Fundacja „klimatyczna” Stiftung Klimaschutz odcina się od projektu gazociągu Nord Stream 2 objętego sankcjami USA i zamrożonego decyzją rządu Niemiec.
Fundacja ta posłużyła Rosjanom do ominięcia sankcji USA, które funkcjonowały latem 2021 roku i pozwoliła dokończyć budowę. Teraz jej prezes, były premier Meklemburgii-Pomorza Przedniego sprzyjającego Rosji Erwin Sellering zapowiedział, że fundacja nie będzie dłużej popierać Nord Stream 2.
Tymczasem organizacje pozarządowe w Niemczech domagają się zbadania powiązań tej fundacji z Kremlem. Wśród tych organizacji są Transparency Germany oraz Deutsche Umwelthilfe.
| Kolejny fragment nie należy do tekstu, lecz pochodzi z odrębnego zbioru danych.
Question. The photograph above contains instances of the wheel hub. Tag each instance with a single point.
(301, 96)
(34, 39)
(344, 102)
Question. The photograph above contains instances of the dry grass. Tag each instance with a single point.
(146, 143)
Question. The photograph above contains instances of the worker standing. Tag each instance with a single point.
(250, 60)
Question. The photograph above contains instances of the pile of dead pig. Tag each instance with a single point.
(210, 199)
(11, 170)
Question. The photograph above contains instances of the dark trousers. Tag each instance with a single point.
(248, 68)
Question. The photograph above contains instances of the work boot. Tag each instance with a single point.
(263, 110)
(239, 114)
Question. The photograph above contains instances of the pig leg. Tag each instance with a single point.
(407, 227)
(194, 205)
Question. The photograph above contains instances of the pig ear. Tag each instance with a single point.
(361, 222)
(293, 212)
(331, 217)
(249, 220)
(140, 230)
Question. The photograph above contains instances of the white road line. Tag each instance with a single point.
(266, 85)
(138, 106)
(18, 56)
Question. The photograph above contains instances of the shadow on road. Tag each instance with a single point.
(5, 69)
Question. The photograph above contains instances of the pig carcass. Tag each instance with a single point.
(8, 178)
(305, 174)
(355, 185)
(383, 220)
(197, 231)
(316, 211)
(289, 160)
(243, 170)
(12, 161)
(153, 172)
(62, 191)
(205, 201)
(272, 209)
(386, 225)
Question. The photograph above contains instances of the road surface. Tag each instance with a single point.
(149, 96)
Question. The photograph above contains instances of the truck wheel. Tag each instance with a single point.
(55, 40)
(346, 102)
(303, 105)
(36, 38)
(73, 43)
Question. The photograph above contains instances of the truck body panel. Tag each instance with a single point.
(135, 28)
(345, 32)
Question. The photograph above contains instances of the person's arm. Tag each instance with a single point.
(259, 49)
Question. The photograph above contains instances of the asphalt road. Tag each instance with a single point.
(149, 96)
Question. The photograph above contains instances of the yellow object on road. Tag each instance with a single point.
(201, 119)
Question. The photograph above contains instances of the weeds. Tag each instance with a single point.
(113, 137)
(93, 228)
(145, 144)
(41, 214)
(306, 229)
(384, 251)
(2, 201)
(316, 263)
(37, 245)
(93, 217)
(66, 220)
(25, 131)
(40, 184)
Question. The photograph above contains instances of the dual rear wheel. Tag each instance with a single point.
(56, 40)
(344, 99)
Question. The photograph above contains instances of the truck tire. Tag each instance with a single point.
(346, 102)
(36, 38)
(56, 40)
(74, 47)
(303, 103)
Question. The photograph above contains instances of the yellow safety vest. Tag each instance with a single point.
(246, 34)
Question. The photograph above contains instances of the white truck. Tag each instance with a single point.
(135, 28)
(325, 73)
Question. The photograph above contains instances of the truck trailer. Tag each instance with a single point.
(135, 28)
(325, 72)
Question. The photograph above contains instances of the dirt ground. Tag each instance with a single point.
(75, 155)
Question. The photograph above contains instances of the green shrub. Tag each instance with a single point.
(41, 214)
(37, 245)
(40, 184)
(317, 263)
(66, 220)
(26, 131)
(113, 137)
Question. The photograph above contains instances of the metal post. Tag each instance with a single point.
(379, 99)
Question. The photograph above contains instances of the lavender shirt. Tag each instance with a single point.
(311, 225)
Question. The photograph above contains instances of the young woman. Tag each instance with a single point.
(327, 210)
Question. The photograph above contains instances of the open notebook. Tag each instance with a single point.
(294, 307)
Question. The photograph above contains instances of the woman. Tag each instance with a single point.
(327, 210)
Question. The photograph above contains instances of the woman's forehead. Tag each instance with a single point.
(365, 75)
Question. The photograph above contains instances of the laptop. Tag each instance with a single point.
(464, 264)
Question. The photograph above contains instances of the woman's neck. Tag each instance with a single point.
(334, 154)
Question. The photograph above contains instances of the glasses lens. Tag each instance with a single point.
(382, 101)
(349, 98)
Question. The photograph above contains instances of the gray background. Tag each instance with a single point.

USA wprowadziły nowe sankcje wobec Nord Stream 2 uderzające w spółkę Nord Stream 2 AG, która była operatorem tego gazociągu, ale przekazała swe uprawnienia Gas for Europe, spółce zarejestrowanej w Niemczech, aby wypełnić wymogi certyfikacji niezbędnej do rozpoczęcia dostaw. Ta procedura została jednak zamrożona przez rząd niemiecki w odpowiedzi na agresję rosyjską na Ukrainie.